Como resultado del drástico decremento de los índices delictivos, la popularidad del gobernante se vio impulsada hasta niveles sin parangón en el mundo, y en los comicios generales de febrero pasado el presidente logró relegirse con más de 84 por ciento de los votos, y su partido, Nuevas Ideas, se aseguró el control de la Asamblea Legislativa con 54 de los 60 escaños.
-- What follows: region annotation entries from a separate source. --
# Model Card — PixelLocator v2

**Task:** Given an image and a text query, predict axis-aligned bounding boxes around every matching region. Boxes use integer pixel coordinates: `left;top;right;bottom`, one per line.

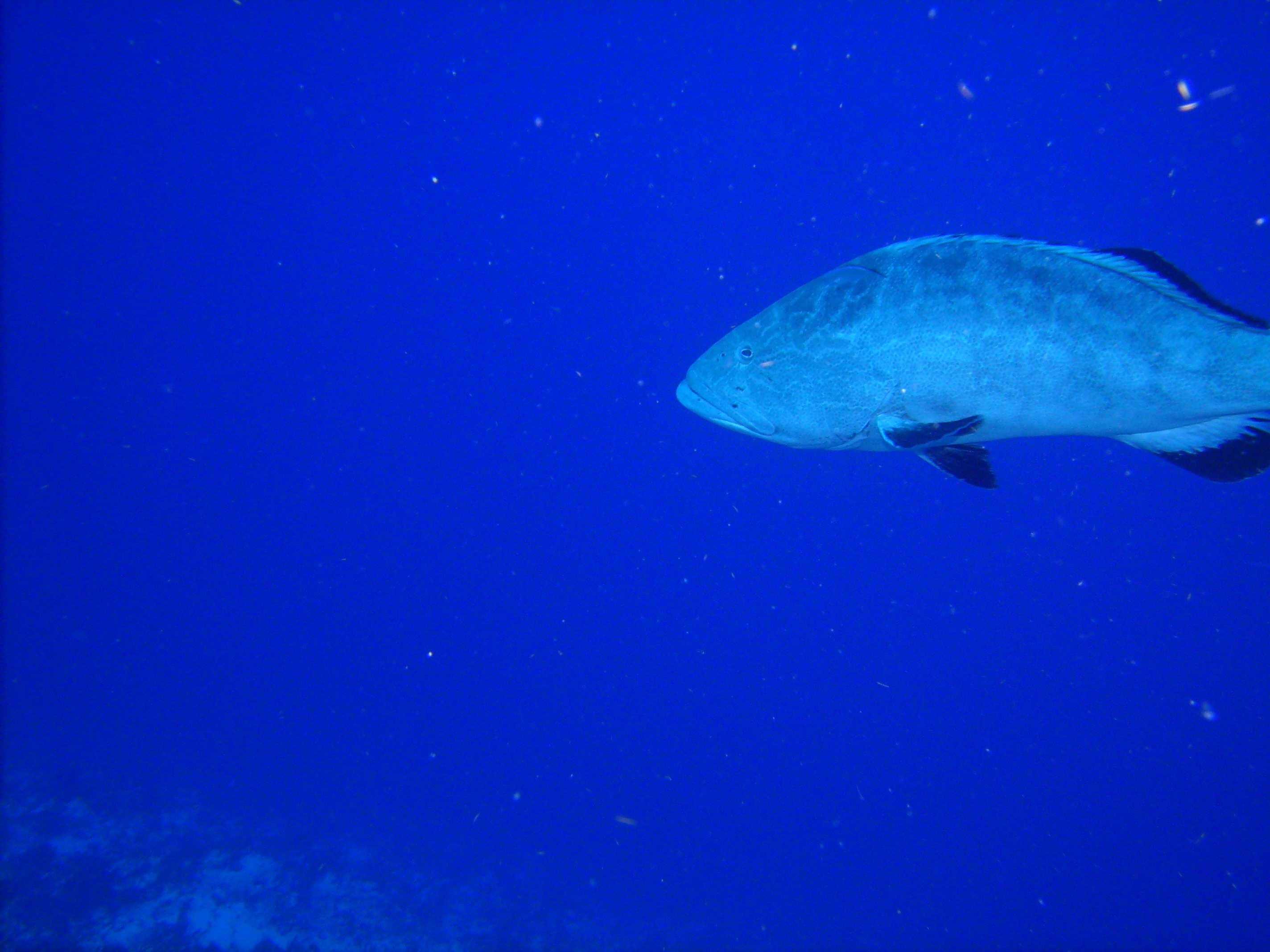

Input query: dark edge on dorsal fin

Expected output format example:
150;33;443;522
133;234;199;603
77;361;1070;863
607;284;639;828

1099;247;1270;330
1156;416;1270;482
918;443;997;488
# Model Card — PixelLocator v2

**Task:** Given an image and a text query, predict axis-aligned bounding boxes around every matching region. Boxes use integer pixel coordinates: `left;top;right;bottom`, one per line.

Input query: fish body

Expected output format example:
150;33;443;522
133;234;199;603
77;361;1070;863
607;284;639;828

677;235;1270;486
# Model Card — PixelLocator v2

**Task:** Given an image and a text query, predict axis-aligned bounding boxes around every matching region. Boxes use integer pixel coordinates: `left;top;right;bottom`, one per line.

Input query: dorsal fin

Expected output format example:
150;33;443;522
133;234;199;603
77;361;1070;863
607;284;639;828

1099;247;1270;330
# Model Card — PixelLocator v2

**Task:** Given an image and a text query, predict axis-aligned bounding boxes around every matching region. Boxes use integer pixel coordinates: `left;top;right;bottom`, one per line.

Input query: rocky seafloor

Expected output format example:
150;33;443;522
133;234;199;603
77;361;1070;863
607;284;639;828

0;774;682;952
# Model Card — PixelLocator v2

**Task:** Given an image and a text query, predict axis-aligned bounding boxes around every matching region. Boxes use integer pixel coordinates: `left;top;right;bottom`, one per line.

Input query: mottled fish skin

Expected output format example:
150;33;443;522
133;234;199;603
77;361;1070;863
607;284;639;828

La sociedad, exasperada por la inseguridad y la violencia delictiva que imperaban hasta 2022, se arrojó en brazos del punitivismo y el populismo penal del gobernante salvadoreño.

Los espectaculares resultados de la lucha contra la delincuencia, sin embargo, contribuyen a soslayar un hecho preocupante: que las causas sociales profundas de la criminalidad –la pobreza, el desempleo, las carencias de salud y educación, la desigualdad, entre otras– permanecen intactas y, de no ser combatidas, tarde o temprano desembocarán en la formación de más infractores y en una nueva crisis de violencia e inseguridad, acaso agravada por el rencor incubado en las decenas de miles de salvadoreños que han padecido la más extrema brutalidad policial, muchos de ellos sin haber cometido delito alguno.

Cabe preguntarse si la reactivación de la actividad delictiva en Apopa no es ya un síntoma temprano de la superficialidad y la barbarie con que se ha abordado el desmantelamiento de las pandillas y si la seguridad y la paz construidas por la barbarie de Estado que ha venido aplicando Bukele no va a revelarse como una ilusión.